With frustration, Miller tried his best to follow his partner’s radio instructions while bearing the 30-pound air tank and other gear, but in the end they had to move on to the next phase of their instruction.
Two teachers from Cleveland State came to the Boardman Fire Department this week to show 10 Boardman students and other departments how to work with hazmat calls.
The department received a grant from the Public Utilities Commission of Ohio to have four classes, including confined-space awareness, confined-space rescue, hazmat training and alternative-fuel vehicles. The department had the confined-space classes in January.
“We are running into more and more hazmat [calls],” Fire Chief George Brown said.
Some of those calls include fuel spills, hospital calls and methamphetamine labs.

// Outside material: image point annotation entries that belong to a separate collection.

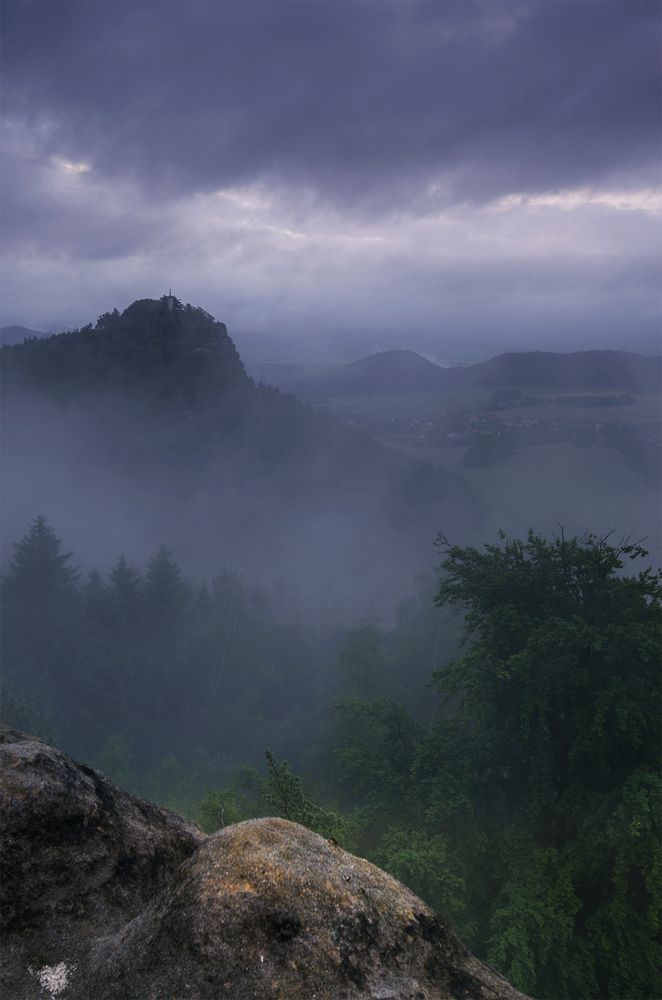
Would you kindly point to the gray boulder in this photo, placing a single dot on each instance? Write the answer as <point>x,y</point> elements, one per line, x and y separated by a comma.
<point>121,899</point>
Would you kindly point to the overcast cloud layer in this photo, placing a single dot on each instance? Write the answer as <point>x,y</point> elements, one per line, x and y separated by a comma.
<point>339,177</point>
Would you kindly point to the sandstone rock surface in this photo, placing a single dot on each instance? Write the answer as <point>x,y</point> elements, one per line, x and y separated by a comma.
<point>148,908</point>
<point>78,858</point>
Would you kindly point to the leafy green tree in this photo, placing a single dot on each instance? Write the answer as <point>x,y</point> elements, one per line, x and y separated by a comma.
<point>554,753</point>
<point>561,675</point>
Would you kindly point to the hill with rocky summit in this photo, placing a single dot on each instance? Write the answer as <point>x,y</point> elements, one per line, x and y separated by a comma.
<point>149,419</point>
<point>105,895</point>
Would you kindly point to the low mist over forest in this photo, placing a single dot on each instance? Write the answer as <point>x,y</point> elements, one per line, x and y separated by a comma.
<point>383,554</point>
<point>205,570</point>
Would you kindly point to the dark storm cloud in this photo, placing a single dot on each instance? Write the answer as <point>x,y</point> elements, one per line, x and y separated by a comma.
<point>366,103</point>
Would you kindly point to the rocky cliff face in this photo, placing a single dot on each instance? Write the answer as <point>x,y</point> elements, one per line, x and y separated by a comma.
<point>106,896</point>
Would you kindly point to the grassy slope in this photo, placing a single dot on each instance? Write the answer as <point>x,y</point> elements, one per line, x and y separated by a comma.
<point>418,404</point>
<point>582,488</point>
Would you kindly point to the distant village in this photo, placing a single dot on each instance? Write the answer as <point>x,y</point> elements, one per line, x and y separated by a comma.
<point>491,433</point>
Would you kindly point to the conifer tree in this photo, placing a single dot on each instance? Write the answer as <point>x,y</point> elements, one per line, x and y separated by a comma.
<point>40,620</point>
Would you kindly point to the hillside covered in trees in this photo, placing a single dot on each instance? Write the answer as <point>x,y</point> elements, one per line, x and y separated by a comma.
<point>209,643</point>
<point>150,417</point>
<point>512,783</point>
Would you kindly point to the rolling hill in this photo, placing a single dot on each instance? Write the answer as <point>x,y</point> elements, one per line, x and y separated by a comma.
<point>145,428</point>
<point>394,372</point>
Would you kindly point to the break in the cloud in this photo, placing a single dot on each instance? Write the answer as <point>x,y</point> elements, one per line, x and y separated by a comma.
<point>352,175</point>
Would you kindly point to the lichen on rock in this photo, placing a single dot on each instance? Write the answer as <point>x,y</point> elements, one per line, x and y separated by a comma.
<point>127,900</point>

In January, a tractor-trailer running on compressed natural gas, traveling on U.S. Route 224 in Boardman, caught fire. Brown said he would like to have three to four hazmat technicians on each shift.
“You have to make sure your directions are precise,” Kollmorgen said.
Kollmorgen has been with the department full time for 21/2 years, and Miller has been with the department full time for more than a year.
“It is frustrating [because] you spend a lot of time moving your arm in and out of the sleeve,” Miller said of the hazmat exercise.
But both of them see the importance of having the communication skills, manual dexterity and visual acuity for hazmat calls.
Often, hazmat crew members go into a situation where they need to be able to communicate with outside workers of a facility in difficult situations.
In addition to the hands-on learning, the students also learned in a classroom setting. On day one of training they are in the hazmat suits.
“[We] make each day a little different and a little more difficult,” Ware said.
By day two, visibility was taken from the students, but they were given a radio to communicate, and by the third day of training the students worked until they ran out of air.
“We have timed it to where it is almost impossible to finish without running out of air,” Ware said.
The fourth day also became more difficult to prepare the students for the “big scenario,” where all of the ingredients are put into one situation and the students have to come up with a strategy of how to end the scenario successfully.
“Being able to make decisions is the most-important part,” Ware said.